PPP Kualat, Benarkah?

Sampai tulisan ini diupload,belum ada titik terang dari kemelut PPP. Konon, kantor mereka masih digembok pasca Rapimnas kemarin. Kedua kubu, kubu SDA dan penentangnya saling tuding dan merasa paling benar dengan tindakannya. Berdasar Rapimnas itu pula, SDA diberhentikan sementara sebagai pucuk pimpinan partai.

Pertikaian daam sebuah Parpol memang lazimterjadi di Indonesia. Bukan apa-apa, penyebabnya bisa jadi karena begitu kentalnya masing-masing anggota partai mengusung kepentingan pribadi. Bahwa ada semacam semboyan atau jargon atau apalah yang menjadi pedoman partai, memang begitu adanya. Akan tetapi, semua itu hanya menjadi semacam prasasti saja.
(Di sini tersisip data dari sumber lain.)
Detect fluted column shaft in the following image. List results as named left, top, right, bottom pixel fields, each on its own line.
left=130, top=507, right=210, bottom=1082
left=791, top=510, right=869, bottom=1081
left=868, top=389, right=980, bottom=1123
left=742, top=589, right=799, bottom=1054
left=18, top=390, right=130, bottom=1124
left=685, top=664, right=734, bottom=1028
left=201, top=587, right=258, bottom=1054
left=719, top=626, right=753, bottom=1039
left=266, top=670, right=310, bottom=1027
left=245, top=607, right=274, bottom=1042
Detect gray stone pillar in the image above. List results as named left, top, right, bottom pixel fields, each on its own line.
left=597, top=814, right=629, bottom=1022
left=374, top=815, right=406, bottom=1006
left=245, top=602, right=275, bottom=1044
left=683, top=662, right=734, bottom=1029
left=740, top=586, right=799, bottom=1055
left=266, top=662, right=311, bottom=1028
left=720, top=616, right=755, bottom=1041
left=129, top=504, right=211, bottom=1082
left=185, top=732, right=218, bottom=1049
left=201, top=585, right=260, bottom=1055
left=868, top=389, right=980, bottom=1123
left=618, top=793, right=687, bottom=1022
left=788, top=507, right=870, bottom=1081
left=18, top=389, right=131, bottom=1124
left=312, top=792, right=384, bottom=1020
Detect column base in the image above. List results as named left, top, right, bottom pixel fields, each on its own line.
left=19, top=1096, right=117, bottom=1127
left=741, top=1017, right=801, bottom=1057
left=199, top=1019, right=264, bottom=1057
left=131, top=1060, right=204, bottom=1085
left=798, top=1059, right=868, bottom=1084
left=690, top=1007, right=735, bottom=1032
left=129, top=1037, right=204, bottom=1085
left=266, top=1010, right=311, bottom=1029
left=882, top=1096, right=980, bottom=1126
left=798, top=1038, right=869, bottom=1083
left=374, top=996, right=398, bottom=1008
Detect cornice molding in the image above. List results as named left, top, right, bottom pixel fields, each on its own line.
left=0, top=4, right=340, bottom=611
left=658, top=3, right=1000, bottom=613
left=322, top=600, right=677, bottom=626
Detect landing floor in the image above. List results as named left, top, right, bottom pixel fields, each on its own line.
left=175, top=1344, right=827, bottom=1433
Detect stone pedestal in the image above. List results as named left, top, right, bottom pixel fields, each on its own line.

Dalam perjalanan partai dikemudian hari, tak jarang semboyan itu menjadi tak berarti. Kepentingan pribadi atau kelompok tetap saja menjadi panglima.

Oleh sebab itu, rasanya sulit untuk percaya bahwa partai-partai itu akan berjuang untuk rakyat. Begitupun dengan mereka yang mengatasnamakan partai Islam atau partai berbasis Islam, hampir tidak bisa dipercaya kalau mereka akan memperjuangkan kepentingan umat. Bukankah sudah banyak contoh untuk itu? Maka, hampir tidak mungkin mereka akan bersatu karena jelas mereka tidak berpijak pada satu kepentingan.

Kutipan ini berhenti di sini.